Values are kept in a key-value database, one per Atom (recall: an Atom is just a graph Node, or a Link). To access a specific value, one may write:
(ValueOf (Concept "rain") (Concept "Austin"))
The idea here being that the graph node “rain” has an associated table; one of the table entries is for “Austin” (again, a graph node!), and the value there might be a FloatValue — a list (vector) of floating-point numbers. The above is a graphical representation of how to access that Value. The inverse of this operation is the setting of Values. Putting this all together, one might have an expression like this:
(SetValue (Concept "runoff") (Concept "Austin") (Lambda ...) (ValueOf (Concept "rain") (Concept "Austin")))
The (Lambda …) here is an un-named, anonymous formula. Like all good systems, formulas can be named, and so (DefineLink (DefinedSchema “runoff calculation”) (Lambda …)) is how one names such things; the name can be used wherever the formulas is expected.

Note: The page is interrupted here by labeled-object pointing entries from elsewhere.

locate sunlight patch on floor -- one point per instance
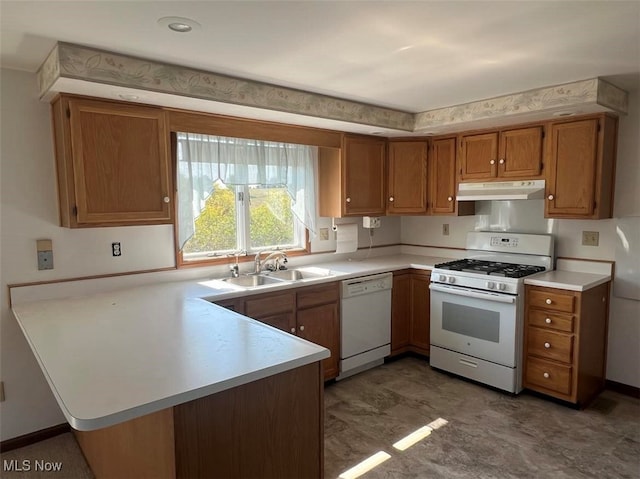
(365, 466)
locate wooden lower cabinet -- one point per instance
(312, 313)
(410, 312)
(565, 342)
(246, 431)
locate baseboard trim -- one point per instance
(34, 437)
(621, 388)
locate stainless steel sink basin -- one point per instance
(298, 274)
(250, 281)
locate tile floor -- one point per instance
(489, 434)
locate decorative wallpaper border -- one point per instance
(89, 64)
(569, 95)
(92, 65)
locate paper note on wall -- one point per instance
(347, 238)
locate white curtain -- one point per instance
(203, 159)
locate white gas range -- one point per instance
(477, 306)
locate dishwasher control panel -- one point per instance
(367, 285)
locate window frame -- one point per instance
(223, 258)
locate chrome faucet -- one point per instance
(273, 255)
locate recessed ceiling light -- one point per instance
(179, 24)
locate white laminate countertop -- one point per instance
(118, 355)
(571, 280)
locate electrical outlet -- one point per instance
(590, 238)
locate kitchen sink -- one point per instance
(252, 280)
(298, 274)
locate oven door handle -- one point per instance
(500, 298)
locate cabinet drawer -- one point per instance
(550, 345)
(548, 375)
(549, 320)
(318, 295)
(554, 300)
(269, 305)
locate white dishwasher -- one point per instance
(365, 323)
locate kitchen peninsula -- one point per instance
(157, 383)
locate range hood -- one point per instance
(501, 190)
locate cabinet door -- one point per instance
(364, 176)
(521, 153)
(321, 325)
(443, 177)
(571, 175)
(478, 156)
(420, 304)
(400, 312)
(407, 177)
(120, 162)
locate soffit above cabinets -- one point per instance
(83, 70)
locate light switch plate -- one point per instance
(45, 260)
(590, 238)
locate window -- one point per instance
(242, 195)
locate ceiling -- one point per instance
(411, 56)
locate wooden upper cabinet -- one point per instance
(442, 177)
(506, 154)
(113, 163)
(407, 173)
(352, 180)
(478, 156)
(521, 153)
(581, 158)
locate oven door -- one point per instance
(476, 323)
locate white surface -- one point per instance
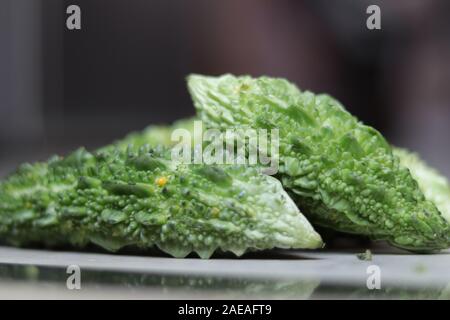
(421, 271)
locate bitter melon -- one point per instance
(342, 173)
(137, 197)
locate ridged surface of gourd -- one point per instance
(116, 198)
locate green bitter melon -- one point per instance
(341, 172)
(433, 184)
(136, 197)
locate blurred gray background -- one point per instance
(126, 67)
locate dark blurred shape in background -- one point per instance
(126, 67)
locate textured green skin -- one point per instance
(341, 173)
(113, 199)
(433, 184)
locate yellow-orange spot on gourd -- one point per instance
(161, 182)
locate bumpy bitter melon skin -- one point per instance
(341, 173)
(433, 184)
(116, 198)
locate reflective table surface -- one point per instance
(43, 274)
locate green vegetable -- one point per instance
(434, 185)
(136, 197)
(342, 173)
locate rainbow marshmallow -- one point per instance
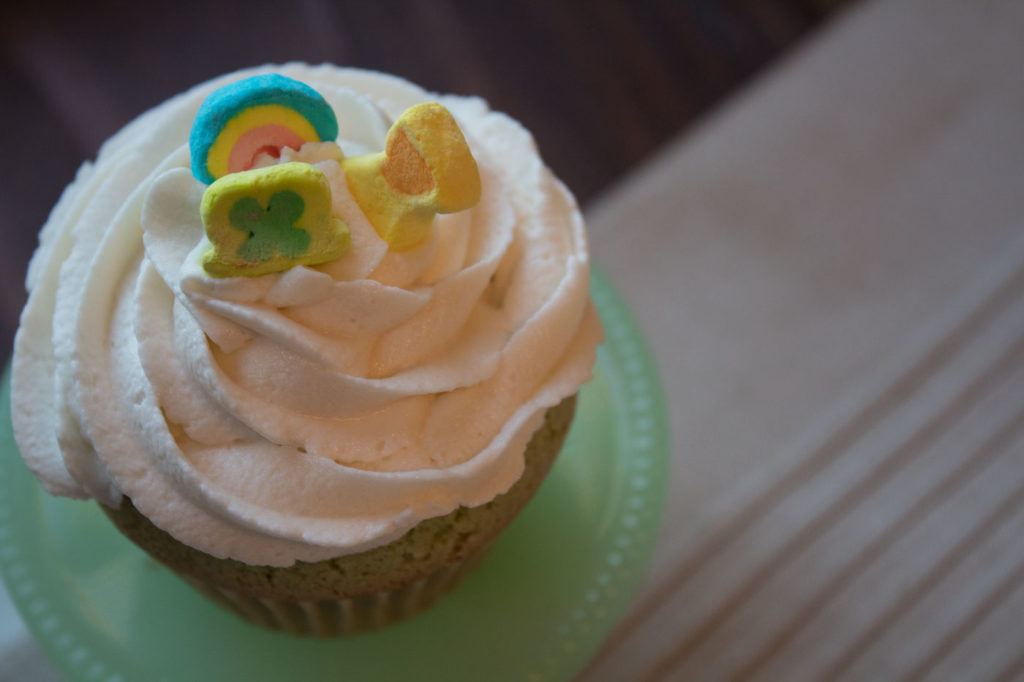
(260, 114)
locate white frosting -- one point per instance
(316, 412)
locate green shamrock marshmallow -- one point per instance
(270, 219)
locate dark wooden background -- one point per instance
(600, 83)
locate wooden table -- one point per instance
(832, 272)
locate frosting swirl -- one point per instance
(312, 413)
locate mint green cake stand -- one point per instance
(538, 607)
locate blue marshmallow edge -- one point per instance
(225, 102)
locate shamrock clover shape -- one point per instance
(271, 230)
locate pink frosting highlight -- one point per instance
(269, 138)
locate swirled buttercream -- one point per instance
(316, 412)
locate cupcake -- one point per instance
(310, 336)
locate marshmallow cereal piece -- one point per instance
(270, 219)
(262, 114)
(426, 168)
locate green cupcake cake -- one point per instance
(311, 336)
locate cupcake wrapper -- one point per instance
(328, 617)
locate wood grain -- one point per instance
(601, 84)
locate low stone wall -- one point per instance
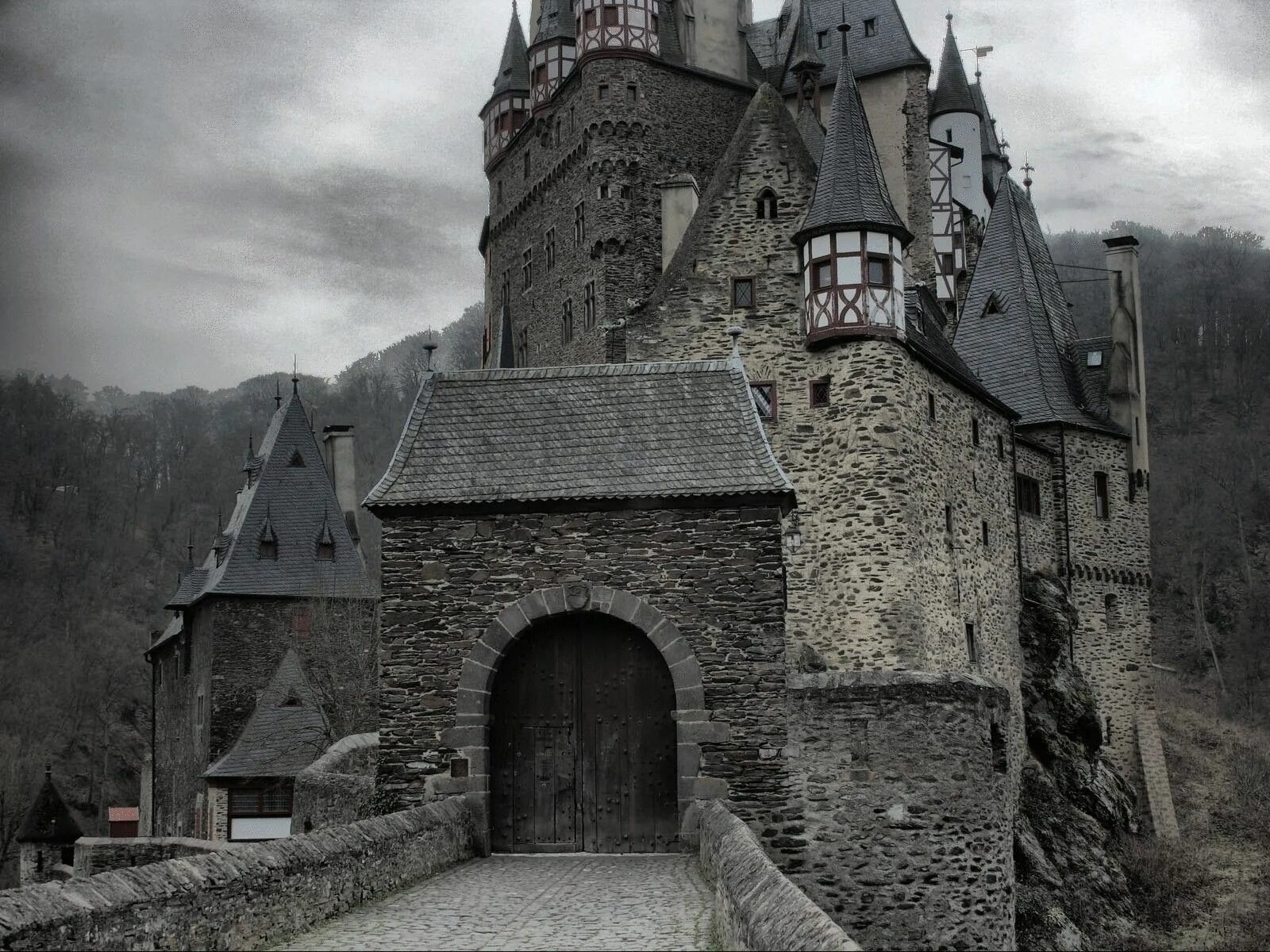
(243, 898)
(98, 854)
(756, 907)
(336, 787)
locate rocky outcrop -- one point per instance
(1073, 806)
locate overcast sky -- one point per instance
(190, 190)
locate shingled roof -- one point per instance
(286, 731)
(1016, 328)
(291, 499)
(850, 190)
(891, 48)
(952, 89)
(610, 432)
(48, 820)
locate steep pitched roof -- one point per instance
(952, 90)
(514, 70)
(48, 820)
(292, 499)
(286, 731)
(892, 48)
(851, 190)
(618, 432)
(1022, 351)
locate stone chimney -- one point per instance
(679, 197)
(1127, 374)
(341, 463)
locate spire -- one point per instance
(514, 71)
(850, 190)
(952, 93)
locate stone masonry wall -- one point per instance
(713, 573)
(249, 896)
(679, 122)
(756, 907)
(901, 824)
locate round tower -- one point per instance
(508, 107)
(851, 244)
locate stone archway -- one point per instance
(694, 724)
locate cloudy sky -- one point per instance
(192, 192)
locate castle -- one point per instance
(632, 565)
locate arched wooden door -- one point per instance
(583, 743)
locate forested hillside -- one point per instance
(102, 493)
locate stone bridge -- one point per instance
(416, 880)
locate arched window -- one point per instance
(766, 205)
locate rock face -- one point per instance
(1073, 805)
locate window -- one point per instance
(819, 393)
(567, 321)
(1028, 490)
(765, 400)
(588, 306)
(879, 271)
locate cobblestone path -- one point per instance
(571, 901)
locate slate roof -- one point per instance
(295, 503)
(850, 188)
(615, 432)
(286, 731)
(1022, 353)
(891, 48)
(952, 89)
(48, 820)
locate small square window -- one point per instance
(765, 400)
(821, 393)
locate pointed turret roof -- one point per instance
(286, 731)
(1016, 327)
(514, 70)
(290, 494)
(952, 92)
(850, 190)
(48, 820)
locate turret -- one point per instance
(956, 120)
(508, 107)
(552, 52)
(618, 25)
(852, 240)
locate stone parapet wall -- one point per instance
(98, 854)
(901, 819)
(336, 787)
(756, 907)
(241, 898)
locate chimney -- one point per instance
(1127, 374)
(679, 205)
(338, 446)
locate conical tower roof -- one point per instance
(952, 93)
(48, 820)
(514, 70)
(851, 190)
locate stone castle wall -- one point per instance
(677, 122)
(901, 823)
(714, 574)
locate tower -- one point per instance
(851, 241)
(956, 120)
(508, 107)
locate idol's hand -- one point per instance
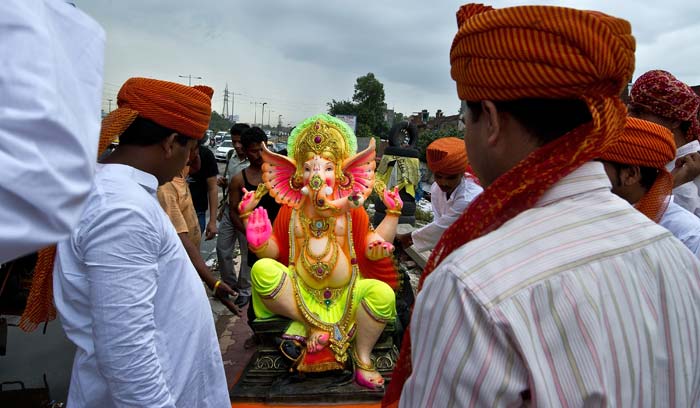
(248, 202)
(392, 200)
(356, 199)
(379, 249)
(259, 229)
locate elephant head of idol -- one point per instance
(323, 168)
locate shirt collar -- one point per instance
(147, 180)
(589, 177)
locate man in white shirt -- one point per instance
(230, 227)
(659, 97)
(50, 91)
(125, 289)
(549, 290)
(450, 194)
(635, 166)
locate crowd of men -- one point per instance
(572, 279)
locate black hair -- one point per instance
(685, 127)
(545, 119)
(144, 132)
(253, 135)
(648, 175)
(239, 128)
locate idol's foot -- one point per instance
(366, 375)
(316, 341)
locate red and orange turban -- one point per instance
(184, 109)
(532, 52)
(647, 144)
(661, 93)
(447, 155)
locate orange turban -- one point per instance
(532, 52)
(647, 144)
(447, 155)
(184, 109)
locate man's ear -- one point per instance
(168, 145)
(493, 122)
(630, 175)
(674, 124)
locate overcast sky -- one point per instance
(297, 55)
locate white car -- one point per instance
(222, 152)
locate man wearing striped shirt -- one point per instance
(549, 290)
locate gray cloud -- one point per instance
(300, 54)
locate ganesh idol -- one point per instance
(322, 265)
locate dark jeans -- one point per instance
(228, 236)
(202, 218)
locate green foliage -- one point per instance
(343, 107)
(398, 117)
(369, 98)
(427, 137)
(363, 130)
(218, 123)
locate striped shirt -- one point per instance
(580, 300)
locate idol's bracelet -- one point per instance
(260, 248)
(216, 286)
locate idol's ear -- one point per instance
(358, 173)
(278, 175)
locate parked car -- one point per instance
(220, 136)
(222, 152)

That’s it! The above demonstrates how to wire up a formula, connecting it to Values held in the AtomSpace. There are two kinds of updates possible: manual, and automatic. A “manual” update requires calling cog-execute! on the particular expression to run. That expression will be evaluated, drawing on whatever Values are currently stored, and updating whatever Values are specified as output. The dynamic update is more interesting. Here, the formula is installed in such a way that any time one examines the Value, the formula is triggered, thus running and updating the Values just before they are presented. The dynamic Values are really what provides the title to this blog entry: they capture the idea of Values flowing about, through the network graph.
… But …. But, dynamic Values remain a new, experimental feature of the system. There are good reasons for this. First, it is all to easy to create an infinite loop: rain runs off, evaporates, goes into clouds and comes back down as rain again. Polling the current runoff can potentially trigger an unending weather-system simulation. Worse, there is the risk of combinatoric explosion: the water in the clouds comes not only from Austin, but also from other geographical locales, which in turn come from elsewhere still. Controlling combinatorial explosion in AI is an infamously hard problem. Providing practical tools to do so, in this context, remains an open problem. (Yes, we’re working on it.)
The above used rain as a stand-in for a generic flow process. In practical machine learning, one might instead want to use something like TensorFlow, or some other neural-net package. Indeed, such packages already include small, specific graph-specification languages, describing exactly how the neural net is to be wired up, where its inputs are, where it’s outputs go. But its a special-case. Weather simulation systems running on supercomputers also have ways of specifying what is connected to what. Then there is the Systems Biology Markup Language (SBML), which provides a way of specifying a differential equation that describes the kidney clearance rate of some blood component – or of the mitochondrial metabolism rate. The goal (or rather, the dream, so far) of the OpenCog AtomSpace value-flows subsystem is to provide a common home to all of these kinds of systemic simulation processes.